On an old nobleman arriving with a message for Hal.

QUOTATION: If sack and sugar be a fault, God help the wicked! If to be
old and merry be a sin, then many an old host that I know is
damned.
ATTRIBUTION: William Shakespeare (1564–1616), British dramatist, poet. Falstaff, in Henry IV, Part 1, act 2, sc. 4, l. 470-2.

Defending himself against Prince Henry’s denunciation.

QUOTATION: I would to God thou and I knew where a commodity of good names were to be bought.
ATTRIBUTION: William Shakespeare (1564–1616), British dramatist, poet. Falstaff, in Henry IV, Part 1, act 1, sc. 2, l. 82-3.

To Prince Henry, implying they both have a bad reputation; “commodity” means goods for sale, supply.

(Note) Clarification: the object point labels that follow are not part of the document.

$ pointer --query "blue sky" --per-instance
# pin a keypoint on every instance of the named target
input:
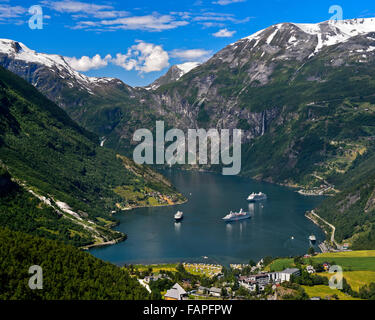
(137, 41)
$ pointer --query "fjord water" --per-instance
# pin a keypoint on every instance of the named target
(202, 236)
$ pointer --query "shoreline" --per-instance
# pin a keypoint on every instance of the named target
(124, 236)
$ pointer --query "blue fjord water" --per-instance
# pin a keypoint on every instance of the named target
(154, 237)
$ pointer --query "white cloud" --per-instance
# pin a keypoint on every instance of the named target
(10, 12)
(84, 9)
(191, 54)
(226, 2)
(224, 33)
(86, 63)
(143, 57)
(154, 22)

QUOTATION: Hang thyself in thine own heir-apparent garters!
ATTRIBUTION: William Shakespeare (1564–1616), British dramatist, poet. Falstaff, in Henry IV, Part 1, act 2, sc. 2, 43-4.

A friendly insult to Prince Hal, heir to the throne.

QUOTATION: I would ‘twere bed-time, Hal, and all well.
ATTRIBUTION: William Shakespeare (1564–1616), British dramatist, poet. Falstaff, in Henry IV, Part 1, act 5, sc. 1, l. 125.

Showing his fear of dying in battle.

QUOTATION: What is honor? A word. What is in that word honor? What is
that honor? Air. A trim reckoning! Who hath it? He that died
o’ Wednesday.
ATTRIBUTION: William Shakespeare (1564–1616), British dramatist, poet. Falstaff, in Henry IV, Part 1, act 5, sc. 1, l. 133-5.

Reducing fame and moral obligation to mere noise.